ES3000 V2 appears erro:SEU fault

Publication Date:  2016-09-09 Views:  211 Downloads:  0
Issue Description
Below error is occurred during ES3000 inspection:

Average EC:             209
        Max bad block rate:     0.080%
        Event log:              1 error(s)
        Health:                 Fatal

# hio_info -d /dev/hioa
hioa    Size(GB):               1204
        Max size(GB):           1204
        Serial number:          030PXS10D2000011
        Driver version:
        Bridge firmware version:        228
        Controller firmware version:    228
        Battery firmware version:       105
        Battery  status:        Warning
        Run time (sec.):        73346200
        Total  IO  read:        4067017862
        Total  IO write:        4815334486
        Total  read(MB):        87612080
        Total write(MB):        178392684
        IO timeout:             0
        R/W error:              0
        Max bit flip:           8

# hio_log -d /dev/hioa
2014-07-20 03:57:38 <0x93> hioa controller 0: SEU fault
Handling Process
1. Power off the server then power on, to start the system regularly.

2. Backup the data on the ES3000 if requires. Ignore the step if no need to save the data.

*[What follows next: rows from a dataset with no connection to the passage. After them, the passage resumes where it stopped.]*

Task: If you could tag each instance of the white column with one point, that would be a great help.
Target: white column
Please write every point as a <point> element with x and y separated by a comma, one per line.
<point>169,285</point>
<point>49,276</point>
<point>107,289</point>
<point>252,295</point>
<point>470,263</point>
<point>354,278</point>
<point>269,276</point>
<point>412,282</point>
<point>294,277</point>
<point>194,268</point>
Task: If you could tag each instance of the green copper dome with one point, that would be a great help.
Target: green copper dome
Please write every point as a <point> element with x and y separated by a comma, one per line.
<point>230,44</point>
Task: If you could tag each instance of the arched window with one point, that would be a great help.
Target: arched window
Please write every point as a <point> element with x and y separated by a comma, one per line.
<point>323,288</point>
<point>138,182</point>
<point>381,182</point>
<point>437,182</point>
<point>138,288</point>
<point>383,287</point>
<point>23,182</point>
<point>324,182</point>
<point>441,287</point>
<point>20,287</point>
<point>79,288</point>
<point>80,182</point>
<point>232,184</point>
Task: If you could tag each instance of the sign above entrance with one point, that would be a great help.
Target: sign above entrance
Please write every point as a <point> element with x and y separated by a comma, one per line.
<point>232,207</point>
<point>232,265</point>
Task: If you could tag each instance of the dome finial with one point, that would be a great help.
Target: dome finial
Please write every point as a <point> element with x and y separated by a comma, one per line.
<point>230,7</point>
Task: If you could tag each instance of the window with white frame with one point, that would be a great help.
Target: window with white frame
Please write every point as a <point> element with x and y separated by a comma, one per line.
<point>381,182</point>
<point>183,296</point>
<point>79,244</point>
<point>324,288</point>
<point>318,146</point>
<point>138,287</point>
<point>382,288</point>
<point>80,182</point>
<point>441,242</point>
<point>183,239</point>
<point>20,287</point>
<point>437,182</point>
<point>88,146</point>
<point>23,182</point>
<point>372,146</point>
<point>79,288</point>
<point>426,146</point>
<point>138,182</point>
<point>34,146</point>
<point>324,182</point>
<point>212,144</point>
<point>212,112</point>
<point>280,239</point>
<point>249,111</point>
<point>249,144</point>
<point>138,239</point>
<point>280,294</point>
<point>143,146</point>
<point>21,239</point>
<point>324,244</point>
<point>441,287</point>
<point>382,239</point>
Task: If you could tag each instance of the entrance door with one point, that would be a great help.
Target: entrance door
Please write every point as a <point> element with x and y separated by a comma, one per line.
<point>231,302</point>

3. Execute the command to delete the data on SSD:

hio_cleardata -d /dev/hioa

4. Execute hio_clear command to clear the log information as below steps:

1) cd /usr/local/hio
2) tar -xvf toolsd
3) /usr/local/hio /hio_clear -d /dev/hioa -il
// Please notice that is half-angle of “-” in step3,4. The parameters of log deletion is lower-case letter i and l.

Result after clearing:

5. After reboot the system, check the status by command of hio_info. If it shows OK that means recover successfully.

Root Cause
This fault is caused by soft failure of FPGA. It’s a general phenomenon which used to happen to RAM devices in industry.

The causes of soft failure of FPGA are as below:

1. Soft failure is the specific phenomenon of all of the semiconductor devices but especial RAM. And it will cause instant Bit inverting but not permanent damage.

2. FPGA is the structure base on SRAM which is possible to cause soft failure.

3. FPGA soft failure is caused by Bit inverting when the neutron of cosmic ray shocked the bit space of RAM. It will be recovered after reload the configuration.

4. ES3000 is doing SEU inspection to make sure the correctness and consistency of data. It will report immediately once error appears during scanning to all the spaces of FPGA by internal dedicated engine.

5. The probability of failure which is given by vendor is 65Years/Time for one chip. We do statistics for all the SEU have been delivered and current is within the target for FPGA.
Reboot the server and delete the ES log information.